DAWN OF THE PLANET OF THE APES
takes a more thoughtful, but perhaps not less exploitative, address to some of the same issues of gun control and original sin, in a ten-years-on sequel where
Rise
’s simian flu has wiped out most of humanity while Caesar’s apetopia in Muir Woods thrives, only for contact with a surviving human community in San Francisco to precipitate a string of distrust and betrayals that bring violence to the apes’ forest dream and hawk/dove factional splits on both sides pull the bispecies world to the precipice of war. As has become well known, Matt Reeves’ film is itself the survivor of an apocalyptic extinction event, after
Rise
director Rupert Wyatt’s abrupt departure took the original storyline with him, and new screenwriter Mark Bomback found himself promoted from a couple of weeks’ polishing to creating a completely new film from nothing for the same release date. So instead of a tale from further down the timeline, we rewind to the moment of
Battle for the Planet of the Apes
, when the famous slogan “Ape shall never kill ape” is put to the test with the moral right to inherit the earth as the prize, and a terrestrial fantasy of first contact plays out some simplistic but resonant issues of human and animal nature against our ominous franchise foreknowledge of where all this will end up.

Technically, it’s an impressive achievement, breaking ground with the use of performance capture on location, and with the ape leads acting the B-list humans off the screen. The price that’s been paid for all this is a crudely mechanical plot about tree-huggers versus warlords, fathers and sons, and a climactic mano-a-mano atop a skyscraper with a bomb at the bottom, all played out by characters whose personality and motivation rarely rises beyond paper-cut puppets. Viewers of
Dawn
from countries where firearm ownership is not a given will also be disappointed by its subordination of thoughtful questions about original sin and the origins of aggression to parochial issues of gun control – even if the film rather aptly kicks off with the TSG Entertainment ident of Odysseus shooting through the axes, having earlier removed all arms from the hall on the reasoning that “iron by itself leads a man on”. But it’s certainly a more adventurous film than the one Fox would have made if they hadn’t been in release-date panic mode; and despite the spectacle and the set pieces, it’s surprisingly slow-paced for a summer blockbuster, which makes it all the more encouraging that audiences don’t seem particularly to have minded.

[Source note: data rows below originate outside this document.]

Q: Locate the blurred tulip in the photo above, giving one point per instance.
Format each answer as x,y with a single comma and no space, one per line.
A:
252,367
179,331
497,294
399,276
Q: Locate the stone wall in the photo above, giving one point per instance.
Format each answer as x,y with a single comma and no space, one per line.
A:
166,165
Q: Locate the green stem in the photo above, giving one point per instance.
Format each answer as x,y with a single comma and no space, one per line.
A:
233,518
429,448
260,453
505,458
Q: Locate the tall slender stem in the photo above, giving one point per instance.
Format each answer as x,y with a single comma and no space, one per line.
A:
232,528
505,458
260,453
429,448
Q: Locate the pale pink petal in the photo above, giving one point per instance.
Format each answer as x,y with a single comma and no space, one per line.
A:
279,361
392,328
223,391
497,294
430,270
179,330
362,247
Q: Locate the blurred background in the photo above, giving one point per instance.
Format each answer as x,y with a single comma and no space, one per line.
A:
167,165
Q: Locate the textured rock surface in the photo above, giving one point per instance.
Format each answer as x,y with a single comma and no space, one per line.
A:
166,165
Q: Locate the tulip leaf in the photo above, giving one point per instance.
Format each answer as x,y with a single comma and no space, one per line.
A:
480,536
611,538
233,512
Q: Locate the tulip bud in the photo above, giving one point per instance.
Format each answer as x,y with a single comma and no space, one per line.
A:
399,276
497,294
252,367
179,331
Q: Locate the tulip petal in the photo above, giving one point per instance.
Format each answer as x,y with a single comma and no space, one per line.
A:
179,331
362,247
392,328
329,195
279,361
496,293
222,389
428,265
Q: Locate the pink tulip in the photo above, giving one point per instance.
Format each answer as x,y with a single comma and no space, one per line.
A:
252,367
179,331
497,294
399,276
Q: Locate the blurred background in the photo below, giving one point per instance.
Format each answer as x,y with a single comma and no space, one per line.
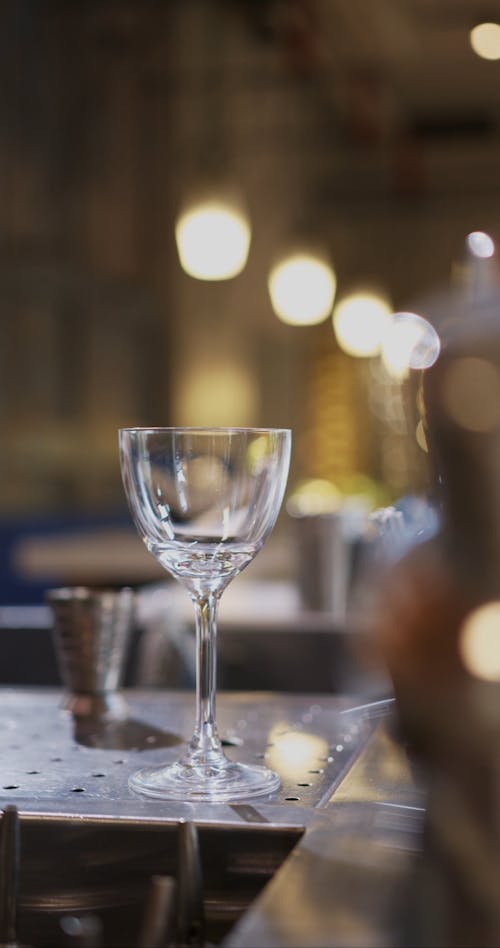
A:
352,142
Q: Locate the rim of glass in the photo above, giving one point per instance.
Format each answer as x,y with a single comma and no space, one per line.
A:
188,429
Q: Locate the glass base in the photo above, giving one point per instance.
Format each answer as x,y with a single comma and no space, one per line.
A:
212,783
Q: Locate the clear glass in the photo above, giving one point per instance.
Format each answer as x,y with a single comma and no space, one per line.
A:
204,500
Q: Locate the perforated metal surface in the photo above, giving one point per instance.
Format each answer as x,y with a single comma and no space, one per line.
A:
50,768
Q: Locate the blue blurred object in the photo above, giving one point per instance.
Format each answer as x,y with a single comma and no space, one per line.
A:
17,587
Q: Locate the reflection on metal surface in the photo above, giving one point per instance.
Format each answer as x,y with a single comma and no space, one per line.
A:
296,755
46,771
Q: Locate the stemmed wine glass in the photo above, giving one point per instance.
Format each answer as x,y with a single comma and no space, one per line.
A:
204,500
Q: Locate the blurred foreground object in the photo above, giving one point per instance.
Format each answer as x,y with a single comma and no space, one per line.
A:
436,621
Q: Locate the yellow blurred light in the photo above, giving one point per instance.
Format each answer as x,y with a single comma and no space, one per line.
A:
293,753
410,342
302,289
217,393
213,240
479,642
421,437
471,394
360,321
485,40
480,244
314,496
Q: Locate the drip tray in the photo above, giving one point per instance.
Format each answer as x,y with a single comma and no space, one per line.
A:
91,846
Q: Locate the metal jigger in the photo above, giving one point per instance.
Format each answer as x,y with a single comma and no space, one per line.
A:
91,631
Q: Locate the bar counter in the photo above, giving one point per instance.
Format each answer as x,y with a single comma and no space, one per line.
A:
326,861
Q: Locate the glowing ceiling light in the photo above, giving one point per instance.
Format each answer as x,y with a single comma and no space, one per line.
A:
485,40
410,342
360,321
213,239
302,289
480,244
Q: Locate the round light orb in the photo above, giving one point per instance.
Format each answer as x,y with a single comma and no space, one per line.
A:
479,642
485,40
410,342
480,244
360,321
213,240
302,290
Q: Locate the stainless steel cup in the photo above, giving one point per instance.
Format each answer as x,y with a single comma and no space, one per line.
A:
91,633
327,545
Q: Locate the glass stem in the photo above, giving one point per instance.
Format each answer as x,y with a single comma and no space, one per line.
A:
205,739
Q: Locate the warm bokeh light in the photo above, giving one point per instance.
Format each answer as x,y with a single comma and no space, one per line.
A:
314,496
293,753
421,437
302,289
213,240
479,642
480,244
360,322
471,394
485,40
410,342
217,393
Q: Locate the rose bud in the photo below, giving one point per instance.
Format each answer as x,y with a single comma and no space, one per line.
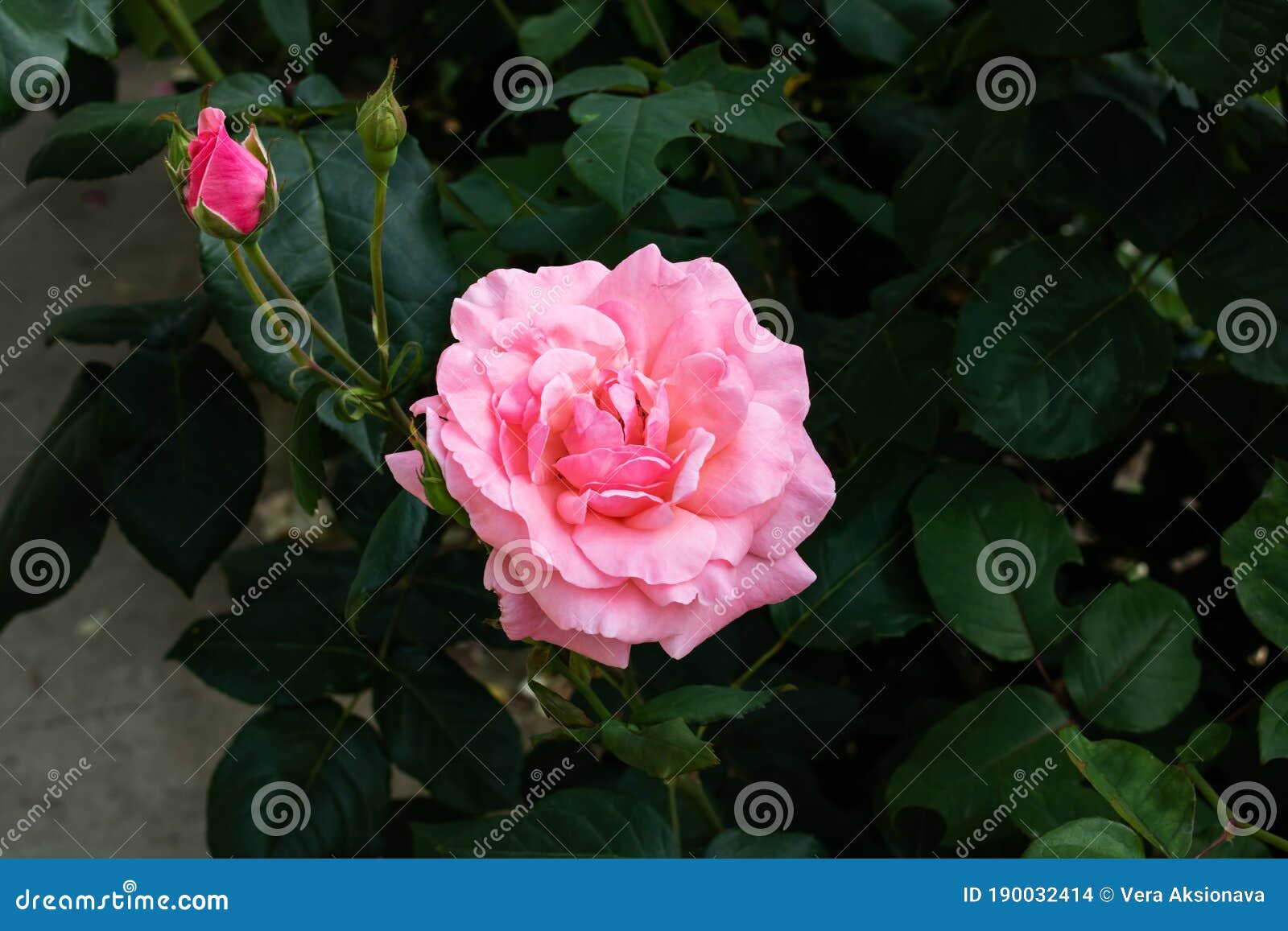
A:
229,188
382,124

HOW TO TRAIN YOUR DRAGON 2
is pretty much the same film, with heavily-armed militarists threatening a utopia of sanctuary wildlife and overthrowing a tentatively-established interspecies cooperation, until dragons together strong. Following on from the bridging
Legends
trilogy of shorts, we catch up with Hiccup and his fellow dragonriders five years on, the island of Berk now an eco-paradise of dragons and humans in soaring aerial
3
D harmony, till Djimon Hounsou’s psycho warlord (who is, as ever, “building an army”) introduces a kaiju-sized alpha dragon to the mix, and singing to Gerry Butler’s chiefly portfolio: “I’ll swim and sail on savage seas with ne’er a fear of drowning / And gladly ride the waves of life if you will marry me.” (Amazingly, Shane McGowan wrote that.) But it’s all part of Hiccup’s education in manhood and sense of identity: “I was so afraid of becoming my dad, mostly because I never could.” He certainly can’t do the accent, though at least he’s better than Cate Blanchett, who makes the very unfortunate mistake of trying.